Guest post by Travis Good, M.D., CEO and co-founder of Catalyze, Inc.
Even if a bit delayed, the power and value of cloud-based technologies is starting to seep into healthcare. With each new cloud-based technology piloted or taken to scale by a healthcare organization, other institutions and corporations become more willing to roll the dice on deploying cloud-based technology. While still slow, it is happening, but not where you may think. Instead of found in the typical core applications of EHR or practice management systems, we find cloud-based technologies being introduced into the innovative health technology areas of virtual care delivery and patient self-reporting. Those areas are breaking down the barriers to cloud adoption in healthcare and that pace is increasing.
Cloud-based technology acceptance, along with everything else in the healthcare industry is moving faster than ever before. Accountable care, bundled payments, patient satisfaction, continuous care and the consumerization of healthcare are catalyzing changes to a very large, slow moving, highly regulated and risk averse industry. Technology and technology enabled services are essential for riding out these waves of change.
Every healthcare segment has seen these paradigm shifts and is trying to carve out a piece of the new pie. Large medical centers and health systems want to commercialize tools created in-house. Payers are building technology geared toward new forms of care delivery and price transparency, while biopharma is building technology to deliver continuous care powered by data from its core products – devices and medicines. All three of these healthcare segments can build technologies that utilize cloud computing and thus reap the following benefits:
- A more nimble organization
- Consumption of only the resources needed
- Access to technology and apps across geographic barriers
Compliance and Cloud Computing
With recent changes to HIPAA that went into affect as part of the HITECH and HIPAA Omnibus Rule in 2013, a surge in compliance interest has developed, especially with compliance as it relates to cloud computing. The HIPAA Omnibus Rule created a new segment within the string of compliance leading back to covered entities. The new “subcontractor” segment is something of which every healthcare compliance officer must be aware. In much the same way as a business associate processes, transmits or stores ePHI for a “covered entity,” a subcontractor will also process, transmit, or store ePHI for “business associates.” And, subcontractors, like business associates, are required to sign business associate agreements (BAAs). These agreements outline the obligations of each party in meeting different aspects of HIPAA compliance rules, and delegate the risk based on different types of possible ePHI breaches.
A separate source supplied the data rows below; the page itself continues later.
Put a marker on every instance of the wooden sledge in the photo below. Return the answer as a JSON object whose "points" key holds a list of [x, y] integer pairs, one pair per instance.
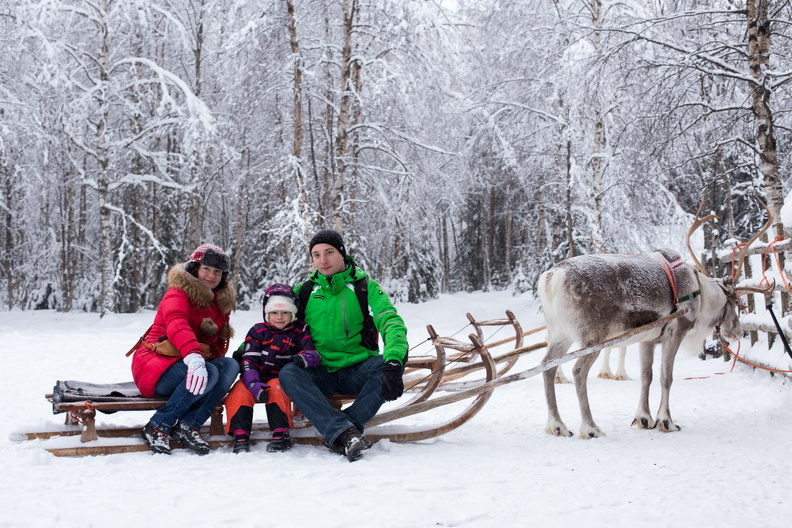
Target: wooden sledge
{"points": [[431, 382]]}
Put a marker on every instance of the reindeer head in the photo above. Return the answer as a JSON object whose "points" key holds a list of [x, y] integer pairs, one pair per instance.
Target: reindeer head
{"points": [[728, 324]]}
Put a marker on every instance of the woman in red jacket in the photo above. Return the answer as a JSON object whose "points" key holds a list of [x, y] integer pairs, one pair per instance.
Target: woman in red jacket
{"points": [[193, 316]]}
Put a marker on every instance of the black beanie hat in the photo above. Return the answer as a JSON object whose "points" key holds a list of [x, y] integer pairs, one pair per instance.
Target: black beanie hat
{"points": [[328, 236]]}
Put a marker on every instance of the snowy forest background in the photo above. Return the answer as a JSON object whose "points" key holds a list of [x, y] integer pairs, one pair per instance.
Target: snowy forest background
{"points": [[458, 145]]}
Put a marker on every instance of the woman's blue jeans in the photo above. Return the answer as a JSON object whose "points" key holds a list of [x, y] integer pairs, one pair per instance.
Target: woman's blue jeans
{"points": [[309, 389], [192, 409]]}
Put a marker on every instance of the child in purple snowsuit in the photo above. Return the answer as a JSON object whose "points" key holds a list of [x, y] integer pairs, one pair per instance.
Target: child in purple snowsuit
{"points": [[268, 346]]}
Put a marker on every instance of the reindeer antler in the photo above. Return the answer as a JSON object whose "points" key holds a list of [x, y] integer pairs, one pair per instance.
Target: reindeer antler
{"points": [[743, 248], [696, 224]]}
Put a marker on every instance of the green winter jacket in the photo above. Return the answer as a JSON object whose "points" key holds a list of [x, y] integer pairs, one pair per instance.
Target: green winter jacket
{"points": [[335, 319]]}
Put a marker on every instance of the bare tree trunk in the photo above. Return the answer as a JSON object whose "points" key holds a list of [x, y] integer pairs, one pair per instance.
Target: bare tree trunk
{"points": [[569, 222], [599, 138], [341, 147], [106, 303], [297, 138], [758, 60]]}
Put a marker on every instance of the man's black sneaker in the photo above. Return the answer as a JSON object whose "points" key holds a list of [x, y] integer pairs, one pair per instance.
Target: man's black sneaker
{"points": [[241, 444], [354, 443], [190, 438], [280, 442], [157, 439], [335, 447]]}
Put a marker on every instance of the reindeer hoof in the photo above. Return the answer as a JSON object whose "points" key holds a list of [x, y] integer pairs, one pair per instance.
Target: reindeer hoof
{"points": [[558, 429], [644, 423], [588, 432], [668, 426]]}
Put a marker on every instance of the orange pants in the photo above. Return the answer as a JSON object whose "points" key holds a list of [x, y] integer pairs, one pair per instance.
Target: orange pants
{"points": [[239, 396]]}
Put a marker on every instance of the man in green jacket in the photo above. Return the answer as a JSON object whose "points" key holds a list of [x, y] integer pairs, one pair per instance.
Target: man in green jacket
{"points": [[350, 363]]}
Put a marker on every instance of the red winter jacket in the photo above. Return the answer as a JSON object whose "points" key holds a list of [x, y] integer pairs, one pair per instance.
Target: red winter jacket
{"points": [[189, 314]]}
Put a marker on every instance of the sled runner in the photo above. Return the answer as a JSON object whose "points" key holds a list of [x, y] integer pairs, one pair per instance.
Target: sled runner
{"points": [[456, 371]]}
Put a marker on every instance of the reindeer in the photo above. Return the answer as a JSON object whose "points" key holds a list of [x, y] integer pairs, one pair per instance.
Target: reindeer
{"points": [[592, 298]]}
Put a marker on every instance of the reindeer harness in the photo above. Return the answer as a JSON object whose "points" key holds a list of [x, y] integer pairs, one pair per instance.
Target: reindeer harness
{"points": [[670, 268]]}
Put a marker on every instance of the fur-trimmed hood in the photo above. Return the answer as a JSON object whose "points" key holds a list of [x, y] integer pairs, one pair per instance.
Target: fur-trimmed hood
{"points": [[224, 294]]}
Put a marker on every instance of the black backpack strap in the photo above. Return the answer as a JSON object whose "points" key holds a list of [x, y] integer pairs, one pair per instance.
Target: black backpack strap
{"points": [[368, 336], [305, 294]]}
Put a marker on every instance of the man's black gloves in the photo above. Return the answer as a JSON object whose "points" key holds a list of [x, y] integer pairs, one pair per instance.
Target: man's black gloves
{"points": [[392, 382]]}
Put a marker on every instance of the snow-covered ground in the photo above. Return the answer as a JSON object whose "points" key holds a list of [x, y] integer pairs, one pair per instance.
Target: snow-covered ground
{"points": [[727, 467]]}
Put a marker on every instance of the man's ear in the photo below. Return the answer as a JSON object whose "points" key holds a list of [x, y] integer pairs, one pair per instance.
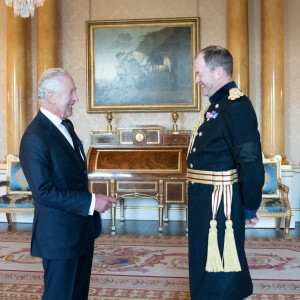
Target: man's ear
{"points": [[219, 72], [50, 97]]}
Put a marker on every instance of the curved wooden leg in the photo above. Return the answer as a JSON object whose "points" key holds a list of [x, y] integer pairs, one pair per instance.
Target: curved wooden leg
{"points": [[287, 227], [8, 217], [166, 213]]}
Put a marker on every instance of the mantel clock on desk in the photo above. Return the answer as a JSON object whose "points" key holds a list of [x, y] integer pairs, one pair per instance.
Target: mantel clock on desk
{"points": [[140, 162]]}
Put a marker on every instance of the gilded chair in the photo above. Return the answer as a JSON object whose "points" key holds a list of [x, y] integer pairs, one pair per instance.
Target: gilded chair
{"points": [[18, 197], [275, 202]]}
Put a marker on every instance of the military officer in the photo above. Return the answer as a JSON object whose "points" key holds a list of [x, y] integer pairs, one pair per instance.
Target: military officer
{"points": [[226, 177]]}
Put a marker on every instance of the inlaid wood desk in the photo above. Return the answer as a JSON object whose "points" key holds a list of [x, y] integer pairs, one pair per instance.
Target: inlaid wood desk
{"points": [[139, 162]]}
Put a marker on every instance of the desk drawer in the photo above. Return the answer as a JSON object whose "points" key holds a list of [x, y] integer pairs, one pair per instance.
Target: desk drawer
{"points": [[137, 186], [175, 192]]}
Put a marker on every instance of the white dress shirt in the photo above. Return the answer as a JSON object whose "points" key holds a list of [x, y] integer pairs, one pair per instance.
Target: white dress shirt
{"points": [[57, 122]]}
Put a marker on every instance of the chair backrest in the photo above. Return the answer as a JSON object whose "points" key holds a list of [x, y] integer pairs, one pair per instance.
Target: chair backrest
{"points": [[272, 167], [15, 176]]}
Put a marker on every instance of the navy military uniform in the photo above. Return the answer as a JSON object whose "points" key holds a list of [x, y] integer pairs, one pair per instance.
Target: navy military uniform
{"points": [[228, 139]]}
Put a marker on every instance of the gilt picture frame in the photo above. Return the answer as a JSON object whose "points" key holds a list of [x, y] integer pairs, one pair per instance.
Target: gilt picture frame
{"points": [[142, 65]]}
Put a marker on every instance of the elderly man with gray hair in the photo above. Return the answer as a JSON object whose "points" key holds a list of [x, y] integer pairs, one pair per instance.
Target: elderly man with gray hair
{"points": [[66, 217]]}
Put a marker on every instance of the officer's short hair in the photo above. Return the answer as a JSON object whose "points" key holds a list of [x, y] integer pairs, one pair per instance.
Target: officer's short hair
{"points": [[216, 56], [50, 81]]}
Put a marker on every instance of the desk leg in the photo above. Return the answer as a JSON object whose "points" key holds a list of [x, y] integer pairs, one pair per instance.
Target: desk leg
{"points": [[166, 213], [160, 207], [187, 218], [122, 200], [113, 208], [113, 217], [161, 203]]}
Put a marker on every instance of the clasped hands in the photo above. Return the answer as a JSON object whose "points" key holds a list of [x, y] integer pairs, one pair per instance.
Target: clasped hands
{"points": [[252, 222], [104, 203]]}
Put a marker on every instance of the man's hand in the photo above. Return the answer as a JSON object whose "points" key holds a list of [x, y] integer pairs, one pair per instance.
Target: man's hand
{"points": [[104, 203], [252, 222]]}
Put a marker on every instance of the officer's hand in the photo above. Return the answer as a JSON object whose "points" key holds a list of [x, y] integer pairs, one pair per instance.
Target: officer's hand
{"points": [[252, 222], [104, 203]]}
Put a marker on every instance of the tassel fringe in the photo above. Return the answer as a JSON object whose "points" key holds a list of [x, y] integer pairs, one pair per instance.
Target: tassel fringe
{"points": [[230, 256], [213, 262]]}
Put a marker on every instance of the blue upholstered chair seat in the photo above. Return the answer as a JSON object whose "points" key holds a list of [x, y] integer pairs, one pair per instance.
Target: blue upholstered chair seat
{"points": [[18, 197], [16, 200], [275, 202]]}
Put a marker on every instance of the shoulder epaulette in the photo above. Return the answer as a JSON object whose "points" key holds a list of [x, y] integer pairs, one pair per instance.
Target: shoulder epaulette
{"points": [[235, 93]]}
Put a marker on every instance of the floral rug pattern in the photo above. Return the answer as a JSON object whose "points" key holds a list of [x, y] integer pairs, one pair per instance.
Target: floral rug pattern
{"points": [[151, 267]]}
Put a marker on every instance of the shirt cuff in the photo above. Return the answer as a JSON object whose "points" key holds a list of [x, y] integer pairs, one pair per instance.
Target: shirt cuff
{"points": [[92, 207], [249, 214]]}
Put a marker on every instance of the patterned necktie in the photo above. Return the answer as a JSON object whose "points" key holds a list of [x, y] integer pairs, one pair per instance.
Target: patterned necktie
{"points": [[69, 126]]}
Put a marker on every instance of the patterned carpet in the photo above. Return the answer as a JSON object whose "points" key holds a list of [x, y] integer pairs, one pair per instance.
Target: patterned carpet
{"points": [[151, 267]]}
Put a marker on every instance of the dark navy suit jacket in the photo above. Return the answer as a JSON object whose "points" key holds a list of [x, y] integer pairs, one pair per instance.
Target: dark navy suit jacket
{"points": [[62, 228]]}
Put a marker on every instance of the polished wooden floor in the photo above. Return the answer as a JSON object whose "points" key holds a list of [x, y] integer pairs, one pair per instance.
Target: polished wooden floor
{"points": [[174, 228]]}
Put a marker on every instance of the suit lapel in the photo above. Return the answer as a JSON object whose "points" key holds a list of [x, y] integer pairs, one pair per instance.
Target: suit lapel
{"points": [[61, 140]]}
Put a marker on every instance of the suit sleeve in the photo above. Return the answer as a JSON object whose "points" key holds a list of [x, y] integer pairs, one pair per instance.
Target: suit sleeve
{"points": [[37, 165], [244, 139]]}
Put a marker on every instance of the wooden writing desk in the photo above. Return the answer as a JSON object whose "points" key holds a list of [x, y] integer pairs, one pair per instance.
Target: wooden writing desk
{"points": [[141, 162]]}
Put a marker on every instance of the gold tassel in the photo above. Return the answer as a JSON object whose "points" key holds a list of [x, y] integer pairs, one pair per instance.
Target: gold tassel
{"points": [[213, 262], [230, 256]]}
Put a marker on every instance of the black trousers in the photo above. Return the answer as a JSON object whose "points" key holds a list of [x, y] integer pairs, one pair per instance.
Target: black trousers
{"points": [[67, 279]]}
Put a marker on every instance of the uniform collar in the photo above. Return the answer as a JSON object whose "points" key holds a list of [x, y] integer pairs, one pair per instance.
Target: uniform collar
{"points": [[223, 91]]}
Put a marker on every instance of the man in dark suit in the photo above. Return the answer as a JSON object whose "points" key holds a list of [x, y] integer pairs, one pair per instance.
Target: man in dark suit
{"points": [[66, 218]]}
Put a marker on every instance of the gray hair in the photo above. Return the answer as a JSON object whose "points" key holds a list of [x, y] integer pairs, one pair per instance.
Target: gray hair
{"points": [[216, 56], [50, 81]]}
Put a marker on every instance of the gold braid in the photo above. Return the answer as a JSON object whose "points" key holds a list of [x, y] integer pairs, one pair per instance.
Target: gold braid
{"points": [[197, 125]]}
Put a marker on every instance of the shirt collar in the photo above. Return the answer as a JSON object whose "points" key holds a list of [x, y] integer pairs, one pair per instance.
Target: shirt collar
{"points": [[52, 117], [223, 91]]}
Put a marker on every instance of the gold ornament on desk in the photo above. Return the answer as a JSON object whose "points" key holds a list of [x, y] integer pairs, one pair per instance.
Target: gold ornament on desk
{"points": [[109, 118], [175, 126]]}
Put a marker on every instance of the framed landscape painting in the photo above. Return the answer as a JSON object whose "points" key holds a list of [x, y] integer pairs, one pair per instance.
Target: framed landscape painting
{"points": [[142, 65]]}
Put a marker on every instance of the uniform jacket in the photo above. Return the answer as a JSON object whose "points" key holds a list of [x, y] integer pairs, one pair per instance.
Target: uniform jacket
{"points": [[228, 139], [58, 180]]}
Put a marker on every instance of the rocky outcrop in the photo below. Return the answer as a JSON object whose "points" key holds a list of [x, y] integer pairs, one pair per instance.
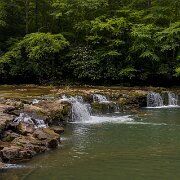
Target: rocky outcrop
{"points": [[25, 146], [20, 141]]}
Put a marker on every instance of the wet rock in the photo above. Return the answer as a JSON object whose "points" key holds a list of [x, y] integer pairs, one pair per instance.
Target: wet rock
{"points": [[39, 134], [15, 154], [2, 165], [9, 136], [52, 143], [58, 130], [24, 128]]}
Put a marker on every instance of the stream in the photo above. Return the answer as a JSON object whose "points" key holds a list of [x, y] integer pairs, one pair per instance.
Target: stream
{"points": [[113, 146]]}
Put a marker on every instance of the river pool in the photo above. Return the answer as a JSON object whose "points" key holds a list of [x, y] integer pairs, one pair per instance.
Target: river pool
{"points": [[117, 146]]}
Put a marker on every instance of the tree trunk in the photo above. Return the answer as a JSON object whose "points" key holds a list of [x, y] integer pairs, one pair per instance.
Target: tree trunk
{"points": [[26, 3]]}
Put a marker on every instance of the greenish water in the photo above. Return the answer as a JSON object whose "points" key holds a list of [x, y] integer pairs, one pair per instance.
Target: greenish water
{"points": [[112, 148]]}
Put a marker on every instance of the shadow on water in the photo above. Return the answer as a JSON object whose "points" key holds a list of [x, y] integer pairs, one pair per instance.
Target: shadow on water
{"points": [[123, 147]]}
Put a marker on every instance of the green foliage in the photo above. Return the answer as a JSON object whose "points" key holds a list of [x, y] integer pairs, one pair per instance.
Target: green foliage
{"points": [[36, 55], [117, 41]]}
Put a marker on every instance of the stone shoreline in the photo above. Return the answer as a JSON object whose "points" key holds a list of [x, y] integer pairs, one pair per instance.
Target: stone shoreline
{"points": [[21, 141]]}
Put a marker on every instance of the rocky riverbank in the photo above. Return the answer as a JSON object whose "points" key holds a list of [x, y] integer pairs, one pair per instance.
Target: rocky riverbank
{"points": [[32, 118]]}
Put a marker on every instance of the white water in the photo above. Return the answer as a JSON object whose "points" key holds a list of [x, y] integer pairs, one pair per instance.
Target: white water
{"points": [[154, 100], [172, 99], [100, 98], [80, 110], [23, 117], [35, 101]]}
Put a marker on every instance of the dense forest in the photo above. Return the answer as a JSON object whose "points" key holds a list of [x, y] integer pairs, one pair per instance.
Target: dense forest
{"points": [[126, 42]]}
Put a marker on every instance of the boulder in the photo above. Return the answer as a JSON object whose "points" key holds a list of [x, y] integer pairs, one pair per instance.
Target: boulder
{"points": [[15, 154], [24, 128], [57, 129]]}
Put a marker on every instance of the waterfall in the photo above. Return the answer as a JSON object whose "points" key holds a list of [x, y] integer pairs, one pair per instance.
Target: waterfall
{"points": [[80, 110], [172, 99], [23, 117], [99, 98], [154, 100]]}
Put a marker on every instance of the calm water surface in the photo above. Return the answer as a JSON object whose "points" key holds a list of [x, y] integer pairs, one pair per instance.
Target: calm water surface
{"points": [[112, 148]]}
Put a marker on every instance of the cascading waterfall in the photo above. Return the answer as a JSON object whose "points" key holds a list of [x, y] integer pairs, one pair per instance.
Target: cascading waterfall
{"points": [[80, 110], [23, 117], [99, 98], [172, 99], [154, 100]]}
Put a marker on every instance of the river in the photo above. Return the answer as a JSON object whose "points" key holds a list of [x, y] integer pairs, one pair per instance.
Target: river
{"points": [[115, 146]]}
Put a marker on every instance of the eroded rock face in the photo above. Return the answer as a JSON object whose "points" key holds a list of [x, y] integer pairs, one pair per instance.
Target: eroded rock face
{"points": [[25, 147]]}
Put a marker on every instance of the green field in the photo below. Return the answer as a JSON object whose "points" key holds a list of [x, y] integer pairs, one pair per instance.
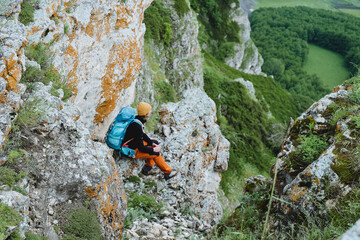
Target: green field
{"points": [[346, 6], [327, 65]]}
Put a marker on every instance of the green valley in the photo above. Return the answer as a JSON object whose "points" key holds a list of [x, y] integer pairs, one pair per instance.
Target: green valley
{"points": [[347, 6], [327, 65]]}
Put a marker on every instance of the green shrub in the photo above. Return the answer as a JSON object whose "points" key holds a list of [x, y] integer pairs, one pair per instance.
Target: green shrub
{"points": [[66, 28], [311, 147], [134, 179], [9, 176], [181, 7], [27, 11], [158, 23], [82, 224], [20, 190], [16, 155], [15, 236], [354, 95], [146, 202], [247, 219], [309, 150], [33, 236], [8, 217], [243, 121], [339, 114], [356, 120]]}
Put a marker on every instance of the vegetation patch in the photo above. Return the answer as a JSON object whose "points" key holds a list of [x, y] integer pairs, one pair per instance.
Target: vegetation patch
{"points": [[327, 65], [9, 176], [31, 113], [82, 224], [27, 11], [158, 23], [308, 151], [181, 7], [33, 236], [8, 217], [243, 121], [283, 34]]}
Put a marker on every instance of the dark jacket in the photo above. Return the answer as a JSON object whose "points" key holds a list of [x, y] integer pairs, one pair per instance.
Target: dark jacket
{"points": [[136, 131]]}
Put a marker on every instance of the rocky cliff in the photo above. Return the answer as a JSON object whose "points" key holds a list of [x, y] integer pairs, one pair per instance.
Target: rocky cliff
{"points": [[246, 56], [52, 163], [317, 171]]}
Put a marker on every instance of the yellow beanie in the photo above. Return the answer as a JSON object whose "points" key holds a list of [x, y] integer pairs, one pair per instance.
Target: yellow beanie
{"points": [[143, 108]]}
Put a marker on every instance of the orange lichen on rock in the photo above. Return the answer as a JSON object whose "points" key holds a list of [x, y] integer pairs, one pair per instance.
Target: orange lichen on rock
{"points": [[99, 25], [12, 73], [122, 68], [297, 192], [111, 202], [72, 57], [123, 17]]}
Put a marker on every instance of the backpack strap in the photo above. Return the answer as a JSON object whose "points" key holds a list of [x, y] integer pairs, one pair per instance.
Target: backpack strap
{"points": [[138, 122], [125, 144]]}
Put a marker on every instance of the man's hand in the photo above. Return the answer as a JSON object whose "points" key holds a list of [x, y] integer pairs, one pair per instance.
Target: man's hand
{"points": [[156, 147]]}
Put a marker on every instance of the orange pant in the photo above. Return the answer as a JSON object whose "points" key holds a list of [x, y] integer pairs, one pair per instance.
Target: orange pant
{"points": [[152, 159]]}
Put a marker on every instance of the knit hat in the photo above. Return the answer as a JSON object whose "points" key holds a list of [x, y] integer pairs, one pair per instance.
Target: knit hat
{"points": [[143, 108]]}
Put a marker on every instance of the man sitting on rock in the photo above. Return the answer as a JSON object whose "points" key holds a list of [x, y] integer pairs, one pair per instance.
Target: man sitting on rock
{"points": [[145, 147]]}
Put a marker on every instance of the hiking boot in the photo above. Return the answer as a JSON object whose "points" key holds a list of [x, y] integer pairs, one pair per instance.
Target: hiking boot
{"points": [[171, 174], [147, 170]]}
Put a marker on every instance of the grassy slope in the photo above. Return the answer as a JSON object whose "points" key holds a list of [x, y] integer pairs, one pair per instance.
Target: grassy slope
{"points": [[327, 65], [244, 122], [323, 4]]}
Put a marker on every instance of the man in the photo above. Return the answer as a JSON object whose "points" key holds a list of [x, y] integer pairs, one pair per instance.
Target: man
{"points": [[144, 147]]}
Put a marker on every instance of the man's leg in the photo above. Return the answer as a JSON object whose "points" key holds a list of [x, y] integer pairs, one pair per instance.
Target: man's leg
{"points": [[151, 159]]}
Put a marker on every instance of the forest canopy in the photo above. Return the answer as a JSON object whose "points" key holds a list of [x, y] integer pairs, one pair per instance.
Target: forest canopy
{"points": [[282, 36]]}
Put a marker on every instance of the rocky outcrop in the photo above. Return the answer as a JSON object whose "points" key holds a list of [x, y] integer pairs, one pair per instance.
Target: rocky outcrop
{"points": [[64, 168], [12, 64], [246, 56], [97, 46], [180, 64], [97, 50], [353, 233], [192, 143], [318, 164]]}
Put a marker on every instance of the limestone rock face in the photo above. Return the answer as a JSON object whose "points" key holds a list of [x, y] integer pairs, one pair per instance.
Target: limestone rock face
{"points": [[65, 167], [96, 46], [12, 63], [246, 56], [307, 178], [353, 233], [180, 64], [197, 149], [191, 143]]}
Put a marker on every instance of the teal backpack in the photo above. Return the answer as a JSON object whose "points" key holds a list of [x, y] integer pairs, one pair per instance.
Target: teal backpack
{"points": [[117, 130]]}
In creating this new “subcontractor” entity, the Omnibus Rule accounted for the paradigm shift in technology development and cloud computing. The most commonly used example of a subcontractor is found in a cloud hosting provider like Amazon (AWS) or Rackspace; yet, many other types of services exist that could be considered subcontractors.
As data and services are being accessed via Web services (typically APIs), a huge number of BLANK-as-a-Service offerings have emerged. Many modern applications utilize third-party APIs for features and functionality to speed time-to-market, while adding value to users. Using simple to consume APIs, modern applications can tap into databases, messaging (SMS, Push, email or voice), usage metrics, logging, customer support, data sources, backup and so forth.